Production configs that actually matter
OpenClaw's defaults assume you want maximum recall and frequent syncing. In practice, this burns tokens and causes the context bloat that leads to runaway loops. Here's what we tuned.
Memory tuning
The default workspace indexing (workspace/**/*.md) pulled in everything. We stripped it back to only what agents actually need:
includeDefaultMemory: true # MEMORY.md + memory/**/*.md only memory.qmd.update.interval: 10m # was 5m debounceMs: 30000 # was 15000 onBoot: true # Recall caps maxResults: 6 maxSnippetChars: 700 maxInjectedChars: 4000 timeoutMs: 6000
The maxInjectedChars: 4000 cap is the important one. Without it, a single recall can dump 20k tokens of "helpful context" into every request.
Event-driven, not heartbeat
The $20 overnight burn happened because a heartbeat cron kept firing. We don't use heartbeat for routine work. Instead:
Instant triggers: Gmail webhooks, Telegram messages, and (optionally) GitHub webhooks fire agents immediately when something happens.

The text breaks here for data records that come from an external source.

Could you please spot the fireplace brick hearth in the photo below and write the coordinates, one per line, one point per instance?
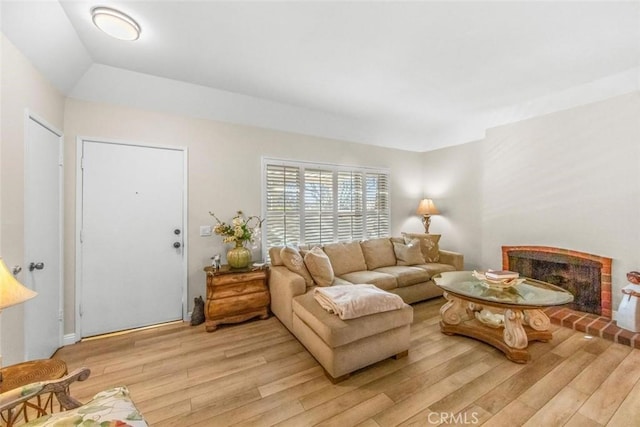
(599, 325)
(594, 325)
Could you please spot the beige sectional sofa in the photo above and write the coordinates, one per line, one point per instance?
(400, 265)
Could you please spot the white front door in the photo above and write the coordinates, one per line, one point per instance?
(43, 238)
(132, 238)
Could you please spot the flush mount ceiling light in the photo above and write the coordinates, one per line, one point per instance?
(115, 23)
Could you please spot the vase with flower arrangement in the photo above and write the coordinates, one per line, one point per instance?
(240, 231)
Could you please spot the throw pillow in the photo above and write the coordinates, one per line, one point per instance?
(292, 259)
(378, 253)
(274, 255)
(319, 267)
(428, 245)
(409, 254)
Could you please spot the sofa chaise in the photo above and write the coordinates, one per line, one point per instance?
(400, 265)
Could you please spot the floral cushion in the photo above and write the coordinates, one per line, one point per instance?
(108, 408)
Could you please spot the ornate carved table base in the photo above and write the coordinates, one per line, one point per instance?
(505, 327)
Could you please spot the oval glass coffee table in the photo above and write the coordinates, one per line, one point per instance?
(506, 318)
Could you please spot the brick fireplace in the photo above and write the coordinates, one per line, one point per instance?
(586, 276)
(597, 324)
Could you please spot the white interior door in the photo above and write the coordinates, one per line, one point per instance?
(43, 238)
(132, 236)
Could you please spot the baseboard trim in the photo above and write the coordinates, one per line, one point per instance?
(69, 339)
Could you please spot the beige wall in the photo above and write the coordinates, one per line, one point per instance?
(568, 179)
(453, 179)
(22, 87)
(224, 172)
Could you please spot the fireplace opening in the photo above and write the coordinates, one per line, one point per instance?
(586, 276)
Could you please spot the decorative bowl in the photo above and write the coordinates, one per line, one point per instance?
(496, 284)
(501, 284)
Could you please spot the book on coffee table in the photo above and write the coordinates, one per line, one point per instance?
(501, 274)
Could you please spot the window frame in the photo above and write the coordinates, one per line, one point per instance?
(335, 169)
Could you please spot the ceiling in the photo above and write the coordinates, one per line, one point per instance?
(409, 75)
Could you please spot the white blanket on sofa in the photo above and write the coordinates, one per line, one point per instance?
(351, 301)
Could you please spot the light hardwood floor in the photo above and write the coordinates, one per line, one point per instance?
(256, 373)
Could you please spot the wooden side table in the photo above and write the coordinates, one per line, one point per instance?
(235, 295)
(21, 374)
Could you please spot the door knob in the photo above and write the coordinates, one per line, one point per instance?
(36, 266)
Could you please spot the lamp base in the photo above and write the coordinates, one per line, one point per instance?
(426, 221)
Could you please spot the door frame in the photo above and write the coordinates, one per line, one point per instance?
(30, 115)
(80, 140)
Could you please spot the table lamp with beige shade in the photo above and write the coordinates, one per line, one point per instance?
(12, 292)
(426, 208)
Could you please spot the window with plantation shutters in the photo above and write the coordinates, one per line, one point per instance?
(283, 205)
(316, 204)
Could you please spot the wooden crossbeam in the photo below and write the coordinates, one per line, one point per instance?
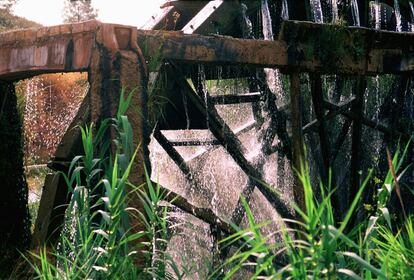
(367, 122)
(334, 110)
(317, 100)
(202, 16)
(347, 50)
(235, 98)
(232, 144)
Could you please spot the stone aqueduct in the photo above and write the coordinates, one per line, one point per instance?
(112, 55)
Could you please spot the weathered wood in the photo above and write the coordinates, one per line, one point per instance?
(347, 50)
(358, 109)
(216, 16)
(50, 216)
(235, 98)
(340, 139)
(370, 123)
(232, 144)
(186, 143)
(205, 214)
(172, 153)
(317, 100)
(341, 108)
(297, 137)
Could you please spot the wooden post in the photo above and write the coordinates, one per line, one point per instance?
(358, 109)
(317, 99)
(297, 136)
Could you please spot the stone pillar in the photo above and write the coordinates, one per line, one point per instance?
(118, 64)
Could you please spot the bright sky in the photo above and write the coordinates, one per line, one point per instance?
(130, 12)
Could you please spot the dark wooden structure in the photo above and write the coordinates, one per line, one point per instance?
(183, 35)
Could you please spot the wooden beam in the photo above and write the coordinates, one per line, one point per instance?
(360, 51)
(173, 154)
(232, 144)
(317, 100)
(358, 109)
(370, 123)
(340, 108)
(212, 49)
(340, 139)
(297, 137)
(235, 98)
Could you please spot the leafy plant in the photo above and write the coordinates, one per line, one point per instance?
(96, 242)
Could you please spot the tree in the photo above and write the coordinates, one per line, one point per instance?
(78, 10)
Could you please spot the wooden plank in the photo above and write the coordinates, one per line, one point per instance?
(41, 229)
(347, 50)
(235, 98)
(358, 109)
(297, 137)
(317, 100)
(212, 49)
(173, 154)
(202, 16)
(232, 144)
(340, 139)
(370, 123)
(217, 17)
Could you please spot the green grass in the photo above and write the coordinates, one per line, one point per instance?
(98, 243)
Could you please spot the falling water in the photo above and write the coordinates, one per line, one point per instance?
(398, 26)
(267, 21)
(335, 15)
(412, 15)
(355, 12)
(186, 111)
(285, 10)
(272, 75)
(377, 13)
(202, 81)
(316, 9)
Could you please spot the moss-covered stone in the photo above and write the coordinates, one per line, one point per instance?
(14, 213)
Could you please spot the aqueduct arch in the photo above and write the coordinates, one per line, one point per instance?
(112, 56)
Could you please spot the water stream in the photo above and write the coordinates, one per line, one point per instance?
(398, 25)
(355, 13)
(316, 10)
(335, 13)
(412, 16)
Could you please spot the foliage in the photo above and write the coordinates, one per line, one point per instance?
(97, 241)
(313, 247)
(11, 22)
(14, 213)
(78, 10)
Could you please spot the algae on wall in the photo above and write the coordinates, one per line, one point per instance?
(14, 213)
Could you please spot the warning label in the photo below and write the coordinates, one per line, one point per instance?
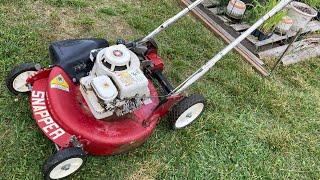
(59, 83)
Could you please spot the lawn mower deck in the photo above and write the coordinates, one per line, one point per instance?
(64, 115)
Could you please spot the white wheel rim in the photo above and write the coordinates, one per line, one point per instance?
(20, 82)
(189, 115)
(66, 168)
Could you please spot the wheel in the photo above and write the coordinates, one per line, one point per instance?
(16, 80)
(64, 163)
(187, 111)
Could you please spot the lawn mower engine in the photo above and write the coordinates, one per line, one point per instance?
(115, 85)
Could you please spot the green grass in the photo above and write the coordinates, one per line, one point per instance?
(253, 127)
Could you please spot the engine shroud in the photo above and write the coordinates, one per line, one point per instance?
(116, 84)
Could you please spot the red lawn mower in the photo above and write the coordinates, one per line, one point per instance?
(98, 99)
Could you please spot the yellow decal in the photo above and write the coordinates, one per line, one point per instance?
(59, 83)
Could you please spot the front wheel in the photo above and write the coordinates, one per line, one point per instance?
(187, 111)
(64, 163)
(16, 80)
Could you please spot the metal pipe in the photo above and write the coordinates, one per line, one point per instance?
(204, 69)
(169, 22)
(285, 51)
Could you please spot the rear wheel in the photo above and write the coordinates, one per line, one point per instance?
(16, 80)
(187, 111)
(64, 163)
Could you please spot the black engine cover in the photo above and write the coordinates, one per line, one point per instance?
(73, 56)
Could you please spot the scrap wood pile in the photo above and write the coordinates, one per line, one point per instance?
(298, 22)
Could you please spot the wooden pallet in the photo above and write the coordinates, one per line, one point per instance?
(253, 50)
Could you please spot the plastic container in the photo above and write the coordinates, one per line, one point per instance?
(236, 9)
(301, 15)
(284, 25)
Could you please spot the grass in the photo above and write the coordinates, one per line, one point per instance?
(253, 127)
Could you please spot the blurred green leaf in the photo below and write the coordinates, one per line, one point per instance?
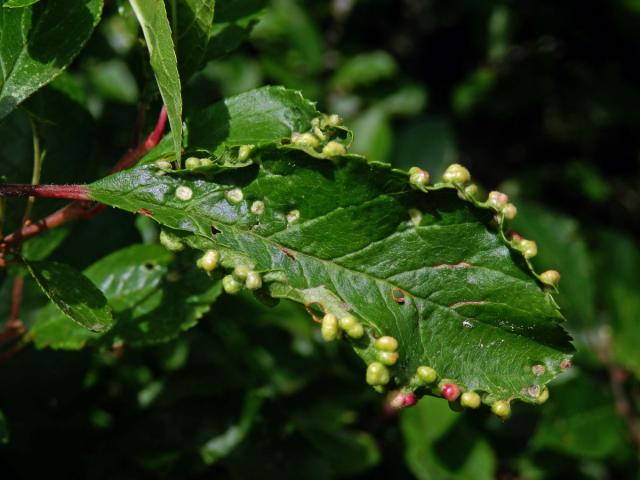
(444, 445)
(232, 25)
(580, 420)
(561, 247)
(363, 70)
(114, 81)
(139, 283)
(372, 134)
(40, 247)
(406, 101)
(73, 294)
(39, 43)
(221, 445)
(472, 90)
(265, 115)
(427, 143)
(152, 16)
(19, 3)
(618, 281)
(193, 30)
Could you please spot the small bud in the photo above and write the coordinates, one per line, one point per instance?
(209, 261)
(529, 248)
(257, 207)
(191, 163)
(471, 190)
(231, 285)
(543, 396)
(497, 200)
(509, 211)
(397, 400)
(456, 173)
(418, 177)
(241, 272)
(334, 149)
(170, 241)
(348, 322)
(329, 328)
(470, 400)
(357, 331)
(450, 391)
(386, 344)
(377, 374)
(184, 193)
(333, 120)
(235, 195)
(293, 216)
(244, 151)
(501, 408)
(550, 277)
(426, 374)
(163, 164)
(253, 281)
(415, 215)
(388, 358)
(305, 140)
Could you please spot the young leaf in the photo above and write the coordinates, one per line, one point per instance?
(344, 236)
(39, 42)
(152, 16)
(73, 294)
(194, 20)
(262, 116)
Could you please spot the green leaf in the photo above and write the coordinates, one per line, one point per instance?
(618, 281)
(233, 23)
(41, 246)
(258, 117)
(39, 42)
(193, 22)
(152, 16)
(363, 70)
(442, 444)
(221, 445)
(578, 409)
(153, 299)
(345, 236)
(4, 430)
(561, 247)
(73, 294)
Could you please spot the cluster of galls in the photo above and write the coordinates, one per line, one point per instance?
(319, 138)
(332, 327)
(242, 275)
(460, 177)
(458, 399)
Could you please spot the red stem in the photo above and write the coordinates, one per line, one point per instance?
(71, 192)
(81, 208)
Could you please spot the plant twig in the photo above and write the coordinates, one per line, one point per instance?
(80, 208)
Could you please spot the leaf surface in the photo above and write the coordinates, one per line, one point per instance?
(347, 236)
(38, 42)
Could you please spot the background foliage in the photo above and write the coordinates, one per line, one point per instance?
(539, 98)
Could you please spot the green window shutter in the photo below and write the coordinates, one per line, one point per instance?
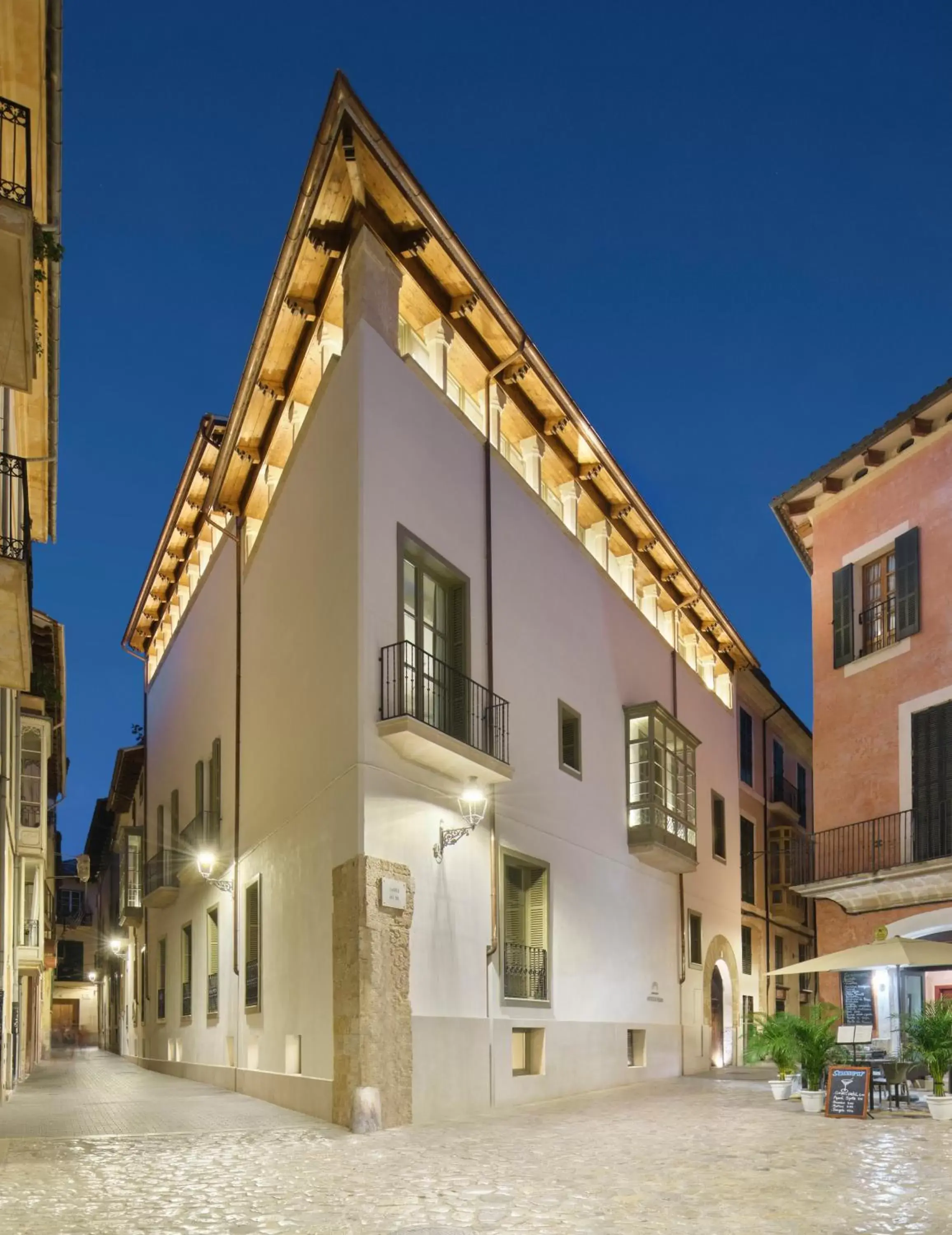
(536, 907)
(514, 906)
(842, 617)
(907, 583)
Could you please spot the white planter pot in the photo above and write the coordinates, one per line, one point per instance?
(940, 1108)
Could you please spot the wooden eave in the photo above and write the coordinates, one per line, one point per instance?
(183, 525)
(281, 366)
(794, 509)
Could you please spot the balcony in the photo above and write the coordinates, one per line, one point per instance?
(903, 859)
(525, 972)
(784, 799)
(436, 717)
(162, 880)
(16, 573)
(16, 249)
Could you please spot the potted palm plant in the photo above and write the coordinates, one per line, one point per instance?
(929, 1040)
(815, 1046)
(770, 1039)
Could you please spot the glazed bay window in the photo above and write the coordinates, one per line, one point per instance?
(662, 788)
(525, 930)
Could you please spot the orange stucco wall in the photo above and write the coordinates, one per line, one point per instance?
(856, 718)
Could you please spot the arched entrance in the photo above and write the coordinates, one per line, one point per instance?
(721, 1001)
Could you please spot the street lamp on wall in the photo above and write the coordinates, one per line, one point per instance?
(472, 803)
(205, 862)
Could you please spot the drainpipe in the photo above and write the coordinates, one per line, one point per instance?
(766, 856)
(55, 173)
(493, 946)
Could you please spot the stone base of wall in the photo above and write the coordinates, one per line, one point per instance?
(310, 1096)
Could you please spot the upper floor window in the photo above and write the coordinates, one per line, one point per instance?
(888, 593)
(746, 748)
(662, 783)
(31, 777)
(569, 740)
(525, 929)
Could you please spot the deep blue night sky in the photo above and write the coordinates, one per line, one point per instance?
(726, 226)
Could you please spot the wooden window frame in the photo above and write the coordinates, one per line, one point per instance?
(513, 858)
(566, 713)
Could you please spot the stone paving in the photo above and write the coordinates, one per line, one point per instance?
(691, 1155)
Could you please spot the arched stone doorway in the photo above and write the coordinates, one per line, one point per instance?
(721, 1001)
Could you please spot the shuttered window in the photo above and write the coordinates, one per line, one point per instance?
(569, 740)
(252, 945)
(525, 930)
(695, 953)
(747, 869)
(213, 954)
(907, 583)
(746, 748)
(719, 827)
(933, 782)
(842, 617)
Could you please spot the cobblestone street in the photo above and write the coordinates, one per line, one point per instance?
(97, 1146)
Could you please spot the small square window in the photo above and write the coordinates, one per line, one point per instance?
(529, 1053)
(569, 740)
(695, 955)
(719, 828)
(636, 1048)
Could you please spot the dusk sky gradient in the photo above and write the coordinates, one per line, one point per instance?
(725, 226)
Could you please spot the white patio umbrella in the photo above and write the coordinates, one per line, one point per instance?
(878, 955)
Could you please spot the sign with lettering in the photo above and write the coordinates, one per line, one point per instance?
(847, 1091)
(393, 893)
(859, 1003)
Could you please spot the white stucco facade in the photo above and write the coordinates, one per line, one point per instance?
(383, 452)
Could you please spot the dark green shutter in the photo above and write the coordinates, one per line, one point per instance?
(907, 583)
(842, 617)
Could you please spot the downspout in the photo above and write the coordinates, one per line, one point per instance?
(493, 946)
(55, 194)
(766, 859)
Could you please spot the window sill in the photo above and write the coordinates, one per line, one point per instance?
(884, 654)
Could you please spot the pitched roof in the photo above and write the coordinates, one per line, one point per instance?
(880, 447)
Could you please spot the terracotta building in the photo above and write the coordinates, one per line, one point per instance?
(873, 529)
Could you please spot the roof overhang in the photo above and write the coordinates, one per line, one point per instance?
(897, 439)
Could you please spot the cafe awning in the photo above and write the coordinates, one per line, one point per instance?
(878, 955)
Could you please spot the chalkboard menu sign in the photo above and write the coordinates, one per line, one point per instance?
(859, 1006)
(847, 1091)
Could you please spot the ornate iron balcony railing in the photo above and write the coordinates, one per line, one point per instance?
(525, 972)
(414, 683)
(872, 845)
(15, 154)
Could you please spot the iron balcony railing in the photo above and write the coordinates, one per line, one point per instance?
(878, 623)
(525, 972)
(15, 154)
(162, 871)
(414, 683)
(251, 985)
(202, 833)
(873, 845)
(786, 792)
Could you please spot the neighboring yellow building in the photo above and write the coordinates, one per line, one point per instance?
(31, 729)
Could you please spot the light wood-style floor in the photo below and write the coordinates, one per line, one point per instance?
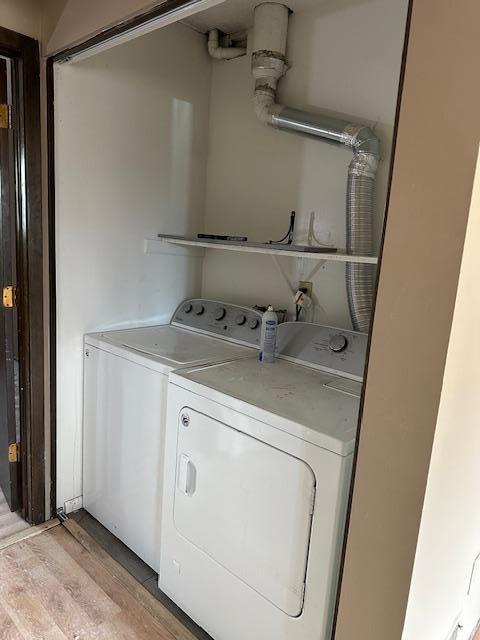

Cron sweeps: Periodic scripts check outboxes and queues (memory/rss-outbox.md, content-pipeline/inbox/), run the relevant agent, and write outputs. Follow-ups happen because pipeline scripts call the next agent (Oracle → Scribe, Cipher → send). Not because heartbeat is looping.
We use HEARTBEAT.md only for true alerts: DR failures, watcher down, security incidents. Not for routine follow-ups.
API guard wrappers
Even with good architecture, a misbehaving agent can burn expensive API calls. We added a hard guard wrapper at /home/clawdia/workspace/scripts/xai_guard.sh:
# Rate limits max_requests_per_minute: 2 max_requests_per_day: 20 # Per-task caps finance_briefing: max 2 xAI calls/day (one run + one retry)
The search fallback chain respects these limits:
1. Brave (primary, when not rate-limited)
2. DDG via ddg-search skill
3. Gemini grounded search when quota allows
4. xAI search (only after Gemini fails, still guarded)
If an agent tries to call xAI in a loop, the wrapper kills it after 2 requests. Defense in depth.
Telegram hygiene
We keep Telegram channels clean by deleting raw messages after processing. But we still need the audit trail. The solution: daily executive digests.
A script (telegram_digest_daily.sh) runs at end of day, reads WORKING.md plus the day's memory tail, and writes a 5-10 bullet summary into memory/YYYY-MM-DD.md. No Telegram message sent. Secrets redacted by policy.
session.dmScope="per-channel-peer" to prevent context leaking between sessions.
Memory improves over time without storing raw chat. The channel stays usable. The audit trail stays complete.
The result: technical documentation grounded in evidence
We use this stack to power the technical documentation for KafScale: architecture guides, API references, and implementation deep dives. Because the gathering is script-based and the memory is structured, the output is grounded in actual codebase state and benchmarks, not hallucinations.
The E-E-A-T compliance happens naturally: the system can only cite what it has actually retrieved and verified. When we document a performance claim, there's a traceable path from the benchmark script to the prose.
The lesson? Don't build a chatbot. Build a pipeline.